Tariffs and pressures on the supply chain will prompt impacted entities to pass on those price increases to consumers, stated David Sand, M.D., chief medical officer at ZeOmega. “For many of these medications, there’s a great deal of price elasticity. Most folks don’t have a lot of discretion in the medications that they take and, unfortunately, will have to pay the burden of whatever is charged.”
According to Sand, more pharma companies are likely to negotiate with the administration over MFN status, and “we’re also starting to see some novel relationships for associations with folks like Mark Cuban and other direct-to-consumer opportunities to rein in perhaps some of these increased prices.”

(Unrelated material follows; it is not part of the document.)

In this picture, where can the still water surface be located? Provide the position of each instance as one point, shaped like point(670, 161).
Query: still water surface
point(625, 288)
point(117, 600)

But, he predicted, it remains unknown at this point whether value-based pricing will play a role. Most of the current arrangements involve refunds, but it’s challenging for most health plans’ chief financial officers to “rationaliz[e] why they should either lose a refund or have to pay back a refund to…a company when their medication does what they say it’s supposed to do.”
Specialty biosimilars should have helped to navigate the tension between high drug costs and limited access, but what those drugs “taught us is that our market is broken,” maintained Alison Lum, Pharm.D., vice president of healthcare quality and affordability at Blue Shield of California. With plans choosing to cover a biosimilar that’s not interchangeable or only a product with a certain national drug code, pharmacists have been challenged “to know what to dispense or to have stock in hand.”
So beyond dealing with shortages or distribution issues, “we have to make sure that we have the information…to make sure that our patients have access to the right medication at the right time that’s covered and affordable to them,” she explained. “I’m not sure that our technology is keeping up.”